救援隊很快到來,隻可惜,周圍這一片水域仔仔細細搜尋了好幾次,一直沒搜尋到那個李建的身影。


    在此地逗留了一陣,江耀終究還是離去。


    對於在此地作祟的那未知存在,他雖然很有興趣,但有警方維持秩序,有救援隊還正在撈屍,就算他想做點什麽,也肯定還不太合適。


    再說了,他雖然感覺那李建會出意外身死,很可能與當年害死王大海的那鬼東西有一定關係,但如何將那東西找出來,暫時來說,他也沒什麽好的辦法。


    原本,他還準備重溫舊夢,在有空閑時間的時候,跑去元江邊上釣一釣魚的。


    那位錨魚人出現意外突然身死的這個事情,令得江耀釣魚的興趣都消減了許多。


    “江耀,是我,方圓!”


    “救援隊撈了三天,一直都沒找到那個李建的屍首,就今天上午,他屍首自己浮了上來。”


    “那地方水流雖急,不過他那個屍首,並沒被衝出多遠。”


    “他浮起來的地方是一處沙坑,距離他一頭栽倒在水中的位置,也就是三四十米左右。”


    ……


    江耀現在所居住的禦景園小區,距離臨溪橋那一片稍微有一點遠。


    那天自河邊回來之後,江耀雖然抽空買了些漁具,但並未再過去那裏。


    與方圓他們這幾個以前的老朋友稍微聚了一下,一起吃過一頓飯,分別之時,自然也互相留下了聯係方式。


    自己家裏,江耀正與兵仔兩個正閑聊的當口,他突然接到了方圓打過來的電話。


    那家夥所住的地方,本來就在元江邊上。


    因為那個李建之死,他這兩天雖換了地方錨魚,沒過去臨溪橋那裏,但那個地方有什麽風吹草動,天天往河裏竄的他,自然能第一時間收到消息。


    “屍首浮起來已經被他親屬拖回去了嗎?行,我知道了!”


    笑著點了點頭,江耀繼續又問:“這幾天,你不會還天天往河裏跑嗎?”


    “聽人說,元江裏麵大魚很多,你收獲如何?有沒有搞到大的?”


    人家好心告知自己關於那個李建屍首之事,江耀這裏,自然得稍微客套一下,不可能二話不說就直接掛斷電話。


    他這番話,也就是順口詢問一句,倒沒有什麽其他目的。


    “元江裏麵經常上來好幾十斤的大魚,但那是因為錨魚人多。”


    “看網絡上麵一些新聞裏麵經常說錨魚能輕輕鬆鬆錨到幾百上千斤魚,大多都是吹牛逼的,唯有待在閘口下麵,等放水的時候開錨,上魚才稍微容易點。”
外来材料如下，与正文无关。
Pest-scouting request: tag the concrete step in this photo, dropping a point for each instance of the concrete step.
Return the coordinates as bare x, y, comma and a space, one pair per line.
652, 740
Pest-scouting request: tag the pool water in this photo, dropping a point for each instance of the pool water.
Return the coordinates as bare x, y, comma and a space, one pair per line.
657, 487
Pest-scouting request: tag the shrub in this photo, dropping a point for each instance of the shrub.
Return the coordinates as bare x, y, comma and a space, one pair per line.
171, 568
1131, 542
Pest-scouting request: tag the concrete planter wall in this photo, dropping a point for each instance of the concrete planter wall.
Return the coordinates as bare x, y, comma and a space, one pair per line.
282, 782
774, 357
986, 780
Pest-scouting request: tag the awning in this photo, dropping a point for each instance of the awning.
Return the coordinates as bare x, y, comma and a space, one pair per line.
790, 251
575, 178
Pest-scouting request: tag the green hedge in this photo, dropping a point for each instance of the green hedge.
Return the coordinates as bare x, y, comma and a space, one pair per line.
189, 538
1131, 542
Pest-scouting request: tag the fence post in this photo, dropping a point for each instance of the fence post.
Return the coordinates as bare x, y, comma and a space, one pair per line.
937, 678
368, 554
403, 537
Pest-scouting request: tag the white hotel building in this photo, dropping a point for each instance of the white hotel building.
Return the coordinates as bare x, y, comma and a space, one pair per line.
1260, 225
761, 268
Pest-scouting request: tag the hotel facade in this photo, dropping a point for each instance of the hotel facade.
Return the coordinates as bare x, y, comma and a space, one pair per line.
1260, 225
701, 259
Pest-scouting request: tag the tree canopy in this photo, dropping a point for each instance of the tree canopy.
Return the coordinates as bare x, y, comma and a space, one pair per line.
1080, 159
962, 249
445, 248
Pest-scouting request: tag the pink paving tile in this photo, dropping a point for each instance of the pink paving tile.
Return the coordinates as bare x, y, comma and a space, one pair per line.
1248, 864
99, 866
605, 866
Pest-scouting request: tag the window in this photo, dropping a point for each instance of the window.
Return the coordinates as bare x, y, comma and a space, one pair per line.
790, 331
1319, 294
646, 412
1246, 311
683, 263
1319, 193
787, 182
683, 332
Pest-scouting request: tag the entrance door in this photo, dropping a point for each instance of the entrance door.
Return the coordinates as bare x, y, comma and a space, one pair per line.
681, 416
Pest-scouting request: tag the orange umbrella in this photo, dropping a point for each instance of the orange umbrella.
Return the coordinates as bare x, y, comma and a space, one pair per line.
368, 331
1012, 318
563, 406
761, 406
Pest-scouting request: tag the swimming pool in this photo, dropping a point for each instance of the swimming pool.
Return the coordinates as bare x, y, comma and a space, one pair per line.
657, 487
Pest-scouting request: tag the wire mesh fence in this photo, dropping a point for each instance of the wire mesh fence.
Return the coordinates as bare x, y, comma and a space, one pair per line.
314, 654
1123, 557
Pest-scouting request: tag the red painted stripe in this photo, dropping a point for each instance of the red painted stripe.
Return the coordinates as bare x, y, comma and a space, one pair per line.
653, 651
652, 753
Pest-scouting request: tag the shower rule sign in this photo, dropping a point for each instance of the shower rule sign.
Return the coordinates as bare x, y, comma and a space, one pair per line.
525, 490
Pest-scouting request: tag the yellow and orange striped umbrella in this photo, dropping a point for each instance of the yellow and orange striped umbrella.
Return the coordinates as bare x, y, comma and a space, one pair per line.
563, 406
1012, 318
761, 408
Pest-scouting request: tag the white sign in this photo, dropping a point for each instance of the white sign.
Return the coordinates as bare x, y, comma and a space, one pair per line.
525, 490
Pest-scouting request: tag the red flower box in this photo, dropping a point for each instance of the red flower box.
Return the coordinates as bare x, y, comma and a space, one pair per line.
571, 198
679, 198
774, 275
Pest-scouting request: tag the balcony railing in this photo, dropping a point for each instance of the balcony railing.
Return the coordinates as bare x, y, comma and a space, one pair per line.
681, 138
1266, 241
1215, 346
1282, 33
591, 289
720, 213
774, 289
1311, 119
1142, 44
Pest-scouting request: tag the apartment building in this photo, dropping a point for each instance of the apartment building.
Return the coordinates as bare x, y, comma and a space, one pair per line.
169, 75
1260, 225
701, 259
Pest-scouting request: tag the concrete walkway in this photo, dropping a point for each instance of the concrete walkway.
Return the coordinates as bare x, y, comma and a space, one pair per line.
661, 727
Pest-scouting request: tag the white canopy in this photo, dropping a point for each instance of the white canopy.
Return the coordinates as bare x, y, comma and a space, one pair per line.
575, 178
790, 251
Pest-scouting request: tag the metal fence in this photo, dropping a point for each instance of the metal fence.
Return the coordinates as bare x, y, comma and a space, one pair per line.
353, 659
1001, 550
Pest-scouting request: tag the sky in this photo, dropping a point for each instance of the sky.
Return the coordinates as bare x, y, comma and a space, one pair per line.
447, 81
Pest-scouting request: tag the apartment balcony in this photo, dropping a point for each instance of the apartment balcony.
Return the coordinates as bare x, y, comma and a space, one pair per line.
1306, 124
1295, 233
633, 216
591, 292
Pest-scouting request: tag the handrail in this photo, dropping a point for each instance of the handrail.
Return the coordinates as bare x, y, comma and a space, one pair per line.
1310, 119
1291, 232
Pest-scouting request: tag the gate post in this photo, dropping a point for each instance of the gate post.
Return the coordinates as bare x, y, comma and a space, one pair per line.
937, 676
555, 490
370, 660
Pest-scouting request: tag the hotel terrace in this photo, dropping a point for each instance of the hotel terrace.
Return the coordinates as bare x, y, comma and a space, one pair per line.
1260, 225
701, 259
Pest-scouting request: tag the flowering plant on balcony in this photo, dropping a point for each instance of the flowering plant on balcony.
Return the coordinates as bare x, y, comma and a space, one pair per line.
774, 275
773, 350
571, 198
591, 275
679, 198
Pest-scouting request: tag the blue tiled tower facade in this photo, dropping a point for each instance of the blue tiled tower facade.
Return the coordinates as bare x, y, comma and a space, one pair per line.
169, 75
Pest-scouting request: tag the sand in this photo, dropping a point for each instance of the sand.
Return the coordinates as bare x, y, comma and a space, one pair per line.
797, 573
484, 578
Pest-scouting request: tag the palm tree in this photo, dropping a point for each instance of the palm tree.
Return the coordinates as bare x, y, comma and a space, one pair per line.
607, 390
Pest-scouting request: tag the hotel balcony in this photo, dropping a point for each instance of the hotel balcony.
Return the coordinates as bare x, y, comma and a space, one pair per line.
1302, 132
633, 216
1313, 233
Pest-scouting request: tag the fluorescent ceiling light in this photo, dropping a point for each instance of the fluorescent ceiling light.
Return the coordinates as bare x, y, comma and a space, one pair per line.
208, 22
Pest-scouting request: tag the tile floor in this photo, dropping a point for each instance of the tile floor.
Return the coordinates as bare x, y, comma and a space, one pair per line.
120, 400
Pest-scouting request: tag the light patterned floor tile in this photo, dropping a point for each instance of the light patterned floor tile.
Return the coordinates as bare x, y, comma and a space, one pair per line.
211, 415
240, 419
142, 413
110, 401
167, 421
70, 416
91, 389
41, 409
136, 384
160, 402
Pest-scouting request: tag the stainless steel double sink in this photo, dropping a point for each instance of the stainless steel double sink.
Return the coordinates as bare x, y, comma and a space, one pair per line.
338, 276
    “我們這邊的河段,想中魚真不是那麽容易的,得看運氣。”


    “天天往河裏跑,我都跑了一個多月,就那天遇上你的時候中了一條,結果還跑了!”


    “怎麽?江耀伱對這個感興趣?”


    “要不,哪天下河試試,說不定你運氣好,一杆下去就是一條幾十斤的!”


    ……


    電話裏麵,方圓笑嗬嗬的回應道。


    釣魚人嘛,獨樂樂不如眾樂樂,下河的時候,都很喜歡成群結隊,拉著朋友一起。


    說起錨魚的事情,方圓那是勁頭十足,言語中滿是慫恿之意,似乎想讓江耀和他一起。


    “對於釣魚,我確實有那麽一點興趣。”


    “不過和你一起錨魚,那還是算了,等哪天你弄到大的再說!”


    帶著幾分調侃之意,江耀笑嗬嗬的婉拒道。


    這兩天,他漁具都已經買了,自然早就準備下河看看的。


    隻不過,他隻準備在臨溪橋下麵那一塊,也就是那個李建剛淹死的地方坐上一坐,沒準備去其他地方。


    當年,王大海就是在那裏死的,那個時候,他實力不足,對此無能為力。


    甚至於,自王大海死後,他每次去元江邊上釣魚,都會跑去其他地方,刻意避開那一片水域。


    現如今的他,自然再不會有這種顧忌,以他現在的實力,隻要那詭玩意兒敢再度現身,絕對逃不出他的手掌心。


    與方圓閑聊了幾句之後,江耀終於掛斷了電話。


    “耀叔,我看你漁具都買了,你是準備去元江釣魚?”見江耀結束通話,一邊的兵仔,笑嗬嗬的詢問了一句。


    “嗯!”點了點頭,江耀補充道:“當年王大海的事情,你肯定還存有印象。”


    “就前幾天,那地方又淹死了一人。”


    “我非常懷疑,害死王大海的那鬼玩意兒,依舊還盤踞在那裏。”


    “跑去那裏釣魚,兼顧娛樂的同時,我也是想看看,能否將那鬼東西找到直接幹掉!”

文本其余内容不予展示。